Note that this example is identical to the one described here, but the focus has shifted to explain
only the MetricsLogger aspects of the code.
import math
import numpy as np
from ray.rllib.algorithms.ppo import PPOConfig
from ray.rllib.callbacks.callbacks import RLlibCallback
# Define a custom RLlibCallback.
class LogAcrobotAngle(RLlibCallback):
def on_episode_created(self, *, episode, **kwargs):
# Initialize an empty list in the `custom_data` property of `episode`.
episode.custom_data["theta1"] = []
def on_episode_step(self, *, episode, env, **kwargs):
# Compute the angle at every episode step and store it temporarily in episode:
state = env.envs[0].unwrapped.state
deg_theta1 = math.degrees(math.atan2(state[1], state[0]))
episode.custom_data["theta1"].append(deg_theta1)
def on_episode_end(self, *, episode, metrics_logger, **kwargs):
theta1s = episode.custom_data["theta1"]
avg_theta1 = np.mean(theta1s)
# Log the resulting average angle - per episode - to the MetricsLogger.
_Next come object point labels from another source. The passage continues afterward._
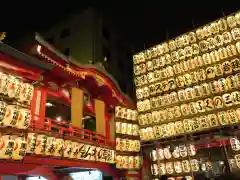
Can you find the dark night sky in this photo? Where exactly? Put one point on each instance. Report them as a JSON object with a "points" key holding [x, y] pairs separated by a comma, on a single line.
{"points": [[142, 24]]}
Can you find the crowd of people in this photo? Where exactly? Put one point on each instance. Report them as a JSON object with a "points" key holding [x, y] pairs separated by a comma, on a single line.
{"points": [[226, 176]]}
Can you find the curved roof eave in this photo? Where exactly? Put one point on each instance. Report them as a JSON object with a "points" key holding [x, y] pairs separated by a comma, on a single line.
{"points": [[98, 68]]}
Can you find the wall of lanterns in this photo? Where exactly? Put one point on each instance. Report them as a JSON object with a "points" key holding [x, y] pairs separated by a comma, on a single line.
{"points": [[188, 85], [16, 147], [127, 139], [181, 82], [15, 100]]}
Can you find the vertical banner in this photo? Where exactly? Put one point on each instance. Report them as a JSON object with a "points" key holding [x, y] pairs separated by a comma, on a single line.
{"points": [[77, 107], [100, 117]]}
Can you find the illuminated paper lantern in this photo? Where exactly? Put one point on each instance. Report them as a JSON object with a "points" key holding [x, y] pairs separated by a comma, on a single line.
{"points": [[26, 93], [50, 146], [59, 147], [119, 162], [75, 150], [31, 142], [5, 80], [13, 88], [11, 115], [20, 148], [6, 146], [41, 143], [67, 148], [24, 119]]}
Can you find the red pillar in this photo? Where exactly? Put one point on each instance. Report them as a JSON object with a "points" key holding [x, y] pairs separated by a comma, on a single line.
{"points": [[107, 122]]}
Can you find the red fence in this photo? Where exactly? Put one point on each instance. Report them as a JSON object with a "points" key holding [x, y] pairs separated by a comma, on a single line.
{"points": [[67, 130]]}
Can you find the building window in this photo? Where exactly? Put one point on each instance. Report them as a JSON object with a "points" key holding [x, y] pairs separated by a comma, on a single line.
{"points": [[50, 40], [106, 54], [66, 51], [106, 33], [65, 33]]}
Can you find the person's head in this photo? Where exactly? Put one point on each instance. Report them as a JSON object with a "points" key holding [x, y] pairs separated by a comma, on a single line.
{"points": [[164, 177]]}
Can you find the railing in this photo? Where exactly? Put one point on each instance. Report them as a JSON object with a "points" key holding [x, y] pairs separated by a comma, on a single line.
{"points": [[67, 130]]}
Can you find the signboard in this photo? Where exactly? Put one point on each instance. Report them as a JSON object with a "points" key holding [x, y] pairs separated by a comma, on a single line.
{"points": [[93, 153]]}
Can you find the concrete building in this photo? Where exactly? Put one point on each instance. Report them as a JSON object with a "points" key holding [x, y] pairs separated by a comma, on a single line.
{"points": [[89, 39]]}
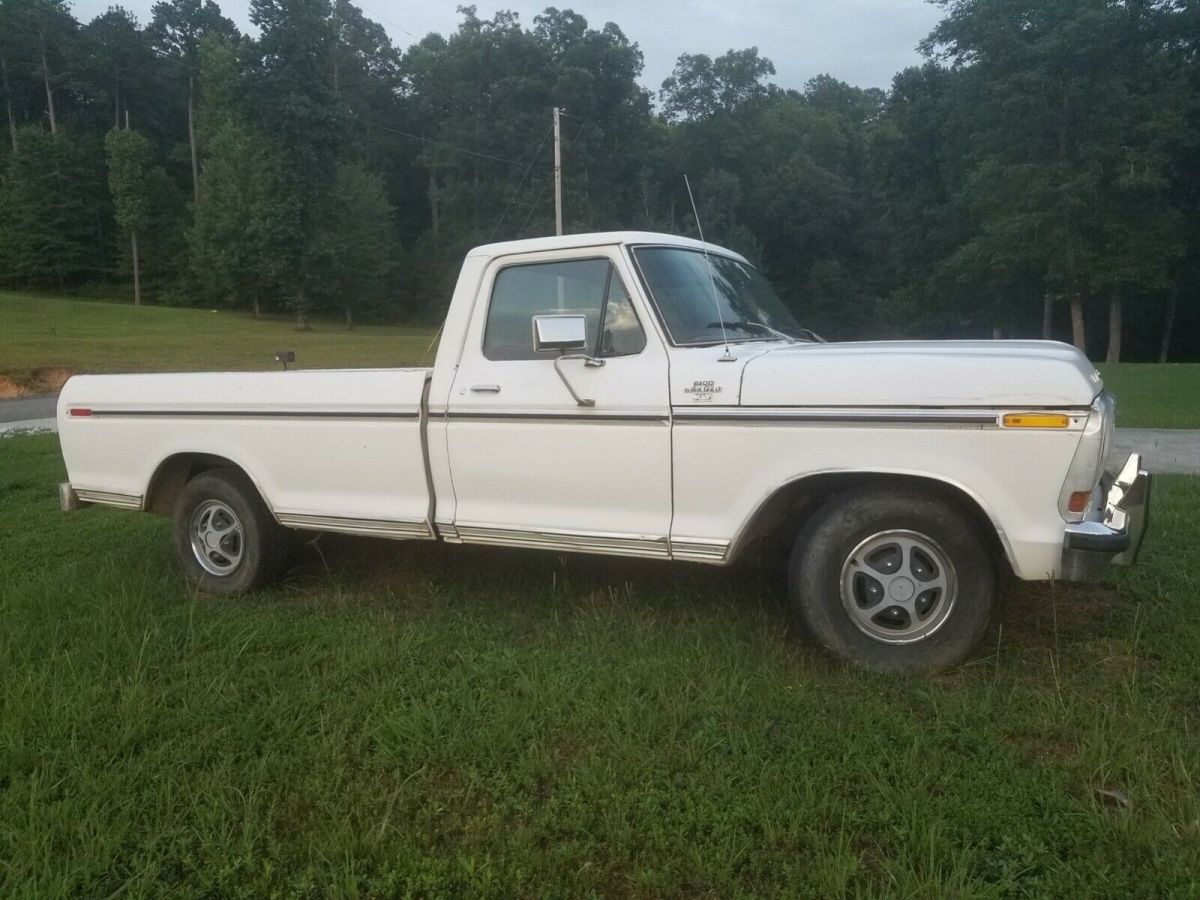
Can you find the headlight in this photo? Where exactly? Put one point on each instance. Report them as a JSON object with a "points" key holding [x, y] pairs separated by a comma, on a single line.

# Report with a sliding window of 50.
metrics_logger.log_value("theta1_mean", avg_theta1, reduce="mean", window=50)
config = (
PPOConfig()
.environment("Acrobot-v1")
.callbacks(
callbacks_class=LogAcrobotAngle,
)
)
ppo = config.build()
# Train n times. Expect `theta1_mean` to be found in the results under:
# `env_runners/theta1_mean`
for i in range(10):
results = ppo.train()
print(
f"iter={i} "
f"theta1_mean={results['env_runners']['theta1_mean']} "
f"R={results['env_runners']['episode_return_mean']}"
)
Also take a look at this more complex example on how to generate and log a PacMan heatmap (image) to WandB here.
Example 2: How to use MetricsLogger in a custom loss function#
You can log metrics inside your custom loss functions. Use the Learner’s own Learner.metrics attribute for this.
@override(TorchLearner)
def compute_loss_for_module(self, *, module_id, config, batch, fwd_out):
...
loss_xyz = ...
# Log a specific loss term.
# Each learner will sum up the loss_xyz value and send it to the root MetricsLogger.
self.metrics.log_value("special_loss_term", reduce="sum", value=loss_xyz)
total_loss = loss_abc + loss_xyz
return total_loss
Take a look at this running end-to-end example for logging custom values inside a loss function here.
Example 3: How to use MetricsLogger in a custom Algorithm#
You can log metrics inside your custom Algorithm training_step() method.
Use the Algorithm’s own Algorithm.metrics attribute for this.
@override(Algorithm)
def training_step(self) -> None:
...
# Log some value.
self.metrics.log_value("some_mean_result", 1.5, reduce="mean", window=5)
...
with self.metrics.log_time(("timers", "some_code")):
... # time some code
See this running end-to-end example for logging inside training_step().
Migrating to Ray 2.53#
If you have been using the MetricsLogger API before Ray 2.52, the following needs your attention:
Most importantly: - Metrics are now cleared once per MetricsLogger.reduce() call. Peeking them thereafter returns the zero-element for the respective reduce type (np.nan, None or an empty list). - Control flow should be based on other variables, rather than peeking metrics.
For MetricsLogger’s logging methods (log_value, log_time, etc.):
- The clear_on_reduce argument is deprecated. (see point above)
- Using reduce="sum" and clear_on_reduce=False is now equivalent to reduce="lifetime_sum".
- The throughput_ema_coeff is deprecated (we don’t use EMA for throughputs anymore).
- The reduce_per_index_on_aggregate argument is deprecated. All metrics are now aggregated over all values collected from leafs of any reduction cycle.
Other changes:
- Many metrics look more noisy after upgrading to 2.52. This is mostly because they are not smoothed anymore. Smoothing should happen downstream if desired.
- aggregate() is now the only way to aggregate metrics.
- You can now pass a custom stats class to (AlgorithmConfig.reporting(custom_stats_cls_lookup={…})). This enables you to write your own stats class with its own reduction logic. If your own stats class constitutes a fix or a valuable addition to RLlib, please consider contributing it to the project through a PR.
- When aggregating metrics, we can now peek only the onces that were merged in the most recent reduction cycle with the latest_merged_only=True argument in peek().